A mere zero-padding can be applied, but the risk of strong artifacts at the borders is very high. Useful extensions can be strongly dependent on image applications and morphology. For instance, many sound/vibration signals are zero-mean, and can easily be zero-extended with a little tapering. Meanwhile, standard images have $[0,255]$ pixel values, and hence are not zero-mean. So constant (zero-order) or linear extensions are sometimes used at borders, and there exists a literature on windowing for adaptive (causal) image filtering (R.M. Mersereau ; D.E. Dudgeon, 1975, Two-dimensional digital filtering
or J.H. McClellan, 1982, Multidimensional spectral estimation).
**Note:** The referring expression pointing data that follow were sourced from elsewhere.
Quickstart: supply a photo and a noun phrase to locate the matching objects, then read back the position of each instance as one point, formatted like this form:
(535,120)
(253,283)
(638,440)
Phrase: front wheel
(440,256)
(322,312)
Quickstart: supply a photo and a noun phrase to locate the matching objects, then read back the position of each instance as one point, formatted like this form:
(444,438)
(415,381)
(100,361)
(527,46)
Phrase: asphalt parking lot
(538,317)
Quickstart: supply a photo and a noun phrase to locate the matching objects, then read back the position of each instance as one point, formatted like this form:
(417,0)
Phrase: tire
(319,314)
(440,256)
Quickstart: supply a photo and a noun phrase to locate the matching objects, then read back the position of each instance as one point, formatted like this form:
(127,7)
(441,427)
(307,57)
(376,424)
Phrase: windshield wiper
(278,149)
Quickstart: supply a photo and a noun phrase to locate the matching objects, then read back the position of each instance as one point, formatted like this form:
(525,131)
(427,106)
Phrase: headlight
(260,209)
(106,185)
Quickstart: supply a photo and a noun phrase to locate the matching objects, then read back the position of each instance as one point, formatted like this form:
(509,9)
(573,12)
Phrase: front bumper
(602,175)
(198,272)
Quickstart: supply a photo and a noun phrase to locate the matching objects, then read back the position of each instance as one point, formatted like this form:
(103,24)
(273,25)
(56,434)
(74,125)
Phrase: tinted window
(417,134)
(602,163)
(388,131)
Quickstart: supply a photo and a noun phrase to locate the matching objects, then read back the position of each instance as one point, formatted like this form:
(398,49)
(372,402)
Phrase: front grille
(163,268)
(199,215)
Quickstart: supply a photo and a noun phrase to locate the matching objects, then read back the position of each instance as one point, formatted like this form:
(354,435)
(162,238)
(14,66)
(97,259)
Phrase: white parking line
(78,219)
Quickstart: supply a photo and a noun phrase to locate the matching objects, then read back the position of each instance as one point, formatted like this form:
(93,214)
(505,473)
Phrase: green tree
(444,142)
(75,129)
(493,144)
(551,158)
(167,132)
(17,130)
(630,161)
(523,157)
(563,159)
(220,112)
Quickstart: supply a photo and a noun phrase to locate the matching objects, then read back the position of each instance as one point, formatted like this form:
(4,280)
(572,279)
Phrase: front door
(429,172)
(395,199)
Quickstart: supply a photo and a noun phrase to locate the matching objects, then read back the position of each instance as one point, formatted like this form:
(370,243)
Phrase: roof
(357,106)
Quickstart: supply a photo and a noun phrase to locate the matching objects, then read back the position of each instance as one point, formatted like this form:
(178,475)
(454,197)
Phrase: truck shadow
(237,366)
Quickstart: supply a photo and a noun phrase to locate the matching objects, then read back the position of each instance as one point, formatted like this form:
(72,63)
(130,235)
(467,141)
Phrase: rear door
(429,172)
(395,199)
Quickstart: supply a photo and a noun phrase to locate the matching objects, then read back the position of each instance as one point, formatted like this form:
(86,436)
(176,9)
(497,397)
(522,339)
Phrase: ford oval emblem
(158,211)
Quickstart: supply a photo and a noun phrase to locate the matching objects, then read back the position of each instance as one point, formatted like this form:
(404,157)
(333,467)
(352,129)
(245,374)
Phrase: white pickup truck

Both operations (Windowing and Extensions) are naturally combined in the design of multirate or multiscale filter banks, where parallel banks of windowed pass-band filters are designed together to allow both overlap between pixel blocks (to avoid sharp discontinuities) and perfect reconstruction (exact inversion). The Lapped Orthogonal Transform (LOT) is typical, with 50% overlap on each side. Embedded in the context of paraunitary filter filter banks, many works have derived symmetric or antisymmetric image extensions, to benefit from the inherent symmetries in the filters. The typology is often four-fold, with half-sample or whole sample symmetry, and symmetry or antisymmetry. They are sought to preserve "image" continuity or differentiability across blocks.
But let's get practical. If you have enough memory, my experience is that you are really safe, in the first instance, if you perform a 4-fold image extension (symmetric or antisymmetric depending on the data) and windowing: 50% on each edge, and a separable 1D window design, with a power-raised cosine window.